Pour les postes en RH, il est essentiel d’être aligné avec les valeurs du groupe et de l’entreprise, car ce sont ces valeurs qui orientent nos politiques RH et notre manière de travailler. Une différence que j’ai remarquée en changeant de poste, c’est que dans le droit social, on est souvent sur du tangible, avec des règles bien définies, parfois même de manière assez binaire. En revanche, en ressources humaines, on touche à des aspects plus subtils, liés aux relations humaines et à la compréhension des enjeux. Il faut savoir prendre du recul, car tout n’est pas aussi clairement défini.

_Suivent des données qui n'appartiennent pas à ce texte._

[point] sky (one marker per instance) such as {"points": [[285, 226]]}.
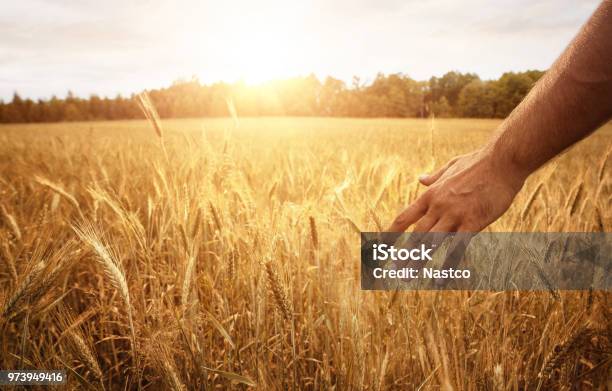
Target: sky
{"points": [[48, 47]]}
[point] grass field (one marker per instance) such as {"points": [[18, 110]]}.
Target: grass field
{"points": [[233, 260]]}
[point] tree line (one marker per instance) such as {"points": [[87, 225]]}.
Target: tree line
{"points": [[395, 95]]}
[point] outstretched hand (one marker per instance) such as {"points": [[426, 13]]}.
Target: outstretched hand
{"points": [[465, 195]]}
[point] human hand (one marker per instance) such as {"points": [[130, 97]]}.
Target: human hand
{"points": [[465, 195]]}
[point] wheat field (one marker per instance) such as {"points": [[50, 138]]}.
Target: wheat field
{"points": [[229, 259]]}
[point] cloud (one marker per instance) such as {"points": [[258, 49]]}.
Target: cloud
{"points": [[48, 47]]}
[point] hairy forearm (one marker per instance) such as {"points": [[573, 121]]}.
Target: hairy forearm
{"points": [[570, 101]]}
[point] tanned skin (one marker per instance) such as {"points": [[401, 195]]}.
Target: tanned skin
{"points": [[568, 103]]}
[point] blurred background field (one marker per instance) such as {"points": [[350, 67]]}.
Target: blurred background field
{"points": [[237, 259]]}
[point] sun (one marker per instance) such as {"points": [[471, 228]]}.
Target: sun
{"points": [[254, 49]]}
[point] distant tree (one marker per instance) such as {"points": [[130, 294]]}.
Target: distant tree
{"points": [[476, 100], [393, 95]]}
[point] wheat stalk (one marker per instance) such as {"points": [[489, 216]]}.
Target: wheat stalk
{"points": [[113, 272], [563, 352], [278, 292]]}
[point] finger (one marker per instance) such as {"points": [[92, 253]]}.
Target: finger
{"points": [[457, 248], [430, 179], [409, 216], [421, 229], [442, 230]]}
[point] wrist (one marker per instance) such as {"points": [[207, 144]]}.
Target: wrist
{"points": [[505, 166]]}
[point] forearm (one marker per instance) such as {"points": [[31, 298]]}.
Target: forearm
{"points": [[570, 101]]}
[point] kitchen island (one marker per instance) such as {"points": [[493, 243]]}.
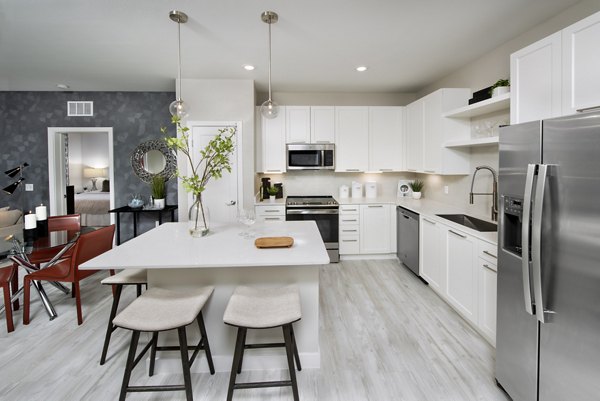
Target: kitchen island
{"points": [[226, 259]]}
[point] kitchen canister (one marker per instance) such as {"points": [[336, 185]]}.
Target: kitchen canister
{"points": [[356, 189], [344, 191]]}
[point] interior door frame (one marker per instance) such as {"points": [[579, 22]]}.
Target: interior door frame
{"points": [[54, 154], [182, 165]]}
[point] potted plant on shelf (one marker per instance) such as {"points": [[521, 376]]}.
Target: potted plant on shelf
{"points": [[214, 159], [272, 193], [500, 87], [159, 191], [416, 186]]}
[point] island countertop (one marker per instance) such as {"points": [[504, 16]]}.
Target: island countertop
{"points": [[171, 246]]}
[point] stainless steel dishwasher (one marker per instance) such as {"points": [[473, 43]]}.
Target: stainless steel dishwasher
{"points": [[408, 238]]}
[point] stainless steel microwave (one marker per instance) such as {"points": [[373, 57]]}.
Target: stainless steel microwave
{"points": [[310, 156]]}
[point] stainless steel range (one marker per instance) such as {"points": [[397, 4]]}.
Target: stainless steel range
{"points": [[324, 210]]}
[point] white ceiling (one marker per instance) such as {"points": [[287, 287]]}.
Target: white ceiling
{"points": [[130, 45]]}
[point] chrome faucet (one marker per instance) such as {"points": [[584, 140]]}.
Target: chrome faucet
{"points": [[494, 192]]}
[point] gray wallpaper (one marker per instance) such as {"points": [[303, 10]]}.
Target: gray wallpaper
{"points": [[25, 117]]}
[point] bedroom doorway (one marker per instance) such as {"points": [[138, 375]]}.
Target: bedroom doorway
{"points": [[82, 157]]}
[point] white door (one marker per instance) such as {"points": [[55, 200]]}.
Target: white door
{"points": [[221, 195]]}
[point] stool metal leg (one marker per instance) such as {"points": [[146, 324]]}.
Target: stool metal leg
{"points": [[153, 352], [185, 363], [135, 336], [289, 350], [205, 343], [239, 347], [110, 328]]}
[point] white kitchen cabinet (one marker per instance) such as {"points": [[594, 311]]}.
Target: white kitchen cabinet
{"points": [[462, 282], [322, 124], [270, 144], [386, 139], [351, 138], [431, 254], [414, 136], [581, 65], [297, 122], [269, 213], [375, 228], [535, 73]]}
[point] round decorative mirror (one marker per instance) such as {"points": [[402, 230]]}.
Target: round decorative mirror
{"points": [[153, 158]]}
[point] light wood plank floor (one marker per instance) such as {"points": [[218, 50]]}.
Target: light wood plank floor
{"points": [[384, 336]]}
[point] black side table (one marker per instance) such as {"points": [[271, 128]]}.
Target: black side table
{"points": [[136, 211]]}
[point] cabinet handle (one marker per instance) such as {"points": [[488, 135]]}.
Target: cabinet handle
{"points": [[460, 235], [488, 267], [491, 254]]}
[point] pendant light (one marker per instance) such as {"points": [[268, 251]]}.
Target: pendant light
{"points": [[178, 107], [269, 109]]}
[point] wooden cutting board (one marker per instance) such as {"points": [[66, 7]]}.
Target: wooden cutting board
{"points": [[274, 242]]}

Cette dimension, plus nuancée, joue un rôle très important dans les RH.
Il est essentiel d’être aligné avec les valeurs du groupe et de l’entreprise, car ce sont ces valeurs qui orientent nos politiques RH et notre manière de travailler.
Pour conclure, que préfères-tu aujourd’hui dans ton métier ?
Ce que je préfère aujourd’hui dans mon poste de DRH international, c’est la diversité des missions et des projets. Bien que mon cœur de métier reste les ressources humaines, j’apprécie particulièrement d’être en lien avec les opérationnels et les différents métiers pour contribuer à la pérennité et au succès de l’entreprise.